DaSCH Service Platform API

http://admin.dasch.swiss

Apache License 2.0

74 stars 18 forks source link

Test performance of standoff searches with large texts #1112

Open benjamingeer opened 5 years ago

benjamingeer commented 5 years ago

This needs large texts containing lots of markup.

benjamingeer commented 5 years ago

@tobiasschweizer @SepidehAlassi To make a large text containing lots of markup, could we combine a lot of BEOL texts into one text? How hard do you think that would be?

tobiasschweizer commented 5 years ago

I think it won‘t be hard if the standoff is created from XML. We could just copy and paste an existing text several times inside the same XML doc, reusing the same structure and mapping.

benjamingeer commented 5 years ago

We could just copy and paste an existing text several times

I think that for a realistic performance test, it would be better not to repeat the same content.

tobiasschweizer commented 5 years ago

Ok, then let‘s create a huge text by combining existing texts that have the same mapping

mrivoal commented 5 years ago

A digital edition corpus might not be the most demanding text for performance tests. As discussed with @tobiasschweizer and 2 researchers from a new SNF project, corpora from linguistics are probably more intensively tagged.

We (meaning @loicjaouen) were also thinking about creating a fake corpus tagged with NLP libraries, such as the one provided by Standford, which, according to one of the researcher produced 8 different tags. But we were planning this for the end of july.

benjamingeer commented 5 years ago

we were planning this for the end of july.

That would be great. No reason we can't test with both kinds of texts.

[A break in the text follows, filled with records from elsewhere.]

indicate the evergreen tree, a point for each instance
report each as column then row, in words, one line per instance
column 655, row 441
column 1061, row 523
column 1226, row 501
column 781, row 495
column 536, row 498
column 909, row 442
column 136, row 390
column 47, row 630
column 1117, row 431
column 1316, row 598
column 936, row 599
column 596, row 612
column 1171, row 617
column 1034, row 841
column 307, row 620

mrivoal commented 5 years ago

Yes, exactly!

SepidehAlassi commented 5 years ago

@tobiasschweizer @SepidehAlassi To make a large text containing lots of markup, could we combine a lot of BEOL texts into one text? How hard do you think that would be?

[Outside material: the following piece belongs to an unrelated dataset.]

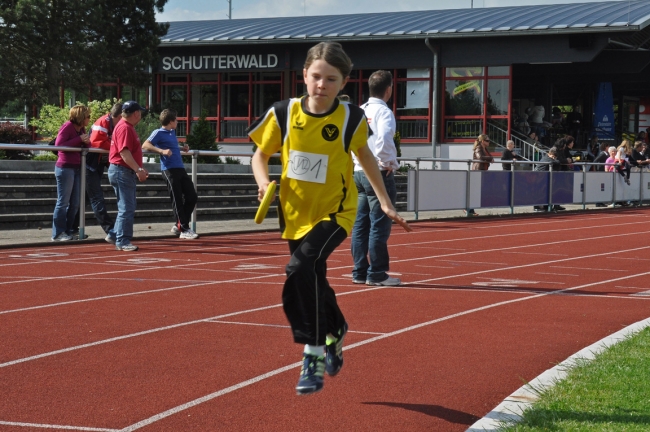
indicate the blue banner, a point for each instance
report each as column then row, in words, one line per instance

@benjamingeer it is easy to do, I can combine all of the Euler correspondence texts which are full of markup. when do you need it?

benjamingeer commented 5 years ago

I downloaded 50 large books from Project Gutenberg. Each is at least 500 MB, many are over 1 MB.

The current plan is to use knora-py to create a simple ontology for these books, and to add markup (using the standard mapping):

On each word.
On each sequence of 10 words (simulating sentences).

Then test:

Retrieving a book without markup.
Retrieving a book with markup.
Searching for a book using full-text search.
Searching for a book using standoff in Gravsearch.

The goal is to provide some guidelines about how and when to split up large texts into multiple text values.

mrivoal commented 5 years ago

We initially hoped that we could help you to test this. However, the project I mentioned earlier won't use Knora as a research tool in the course of the project, but rather as a data curation tool, at the end of the project.

So, we are not going to simulate a corpus tagged with NLP libraries right now.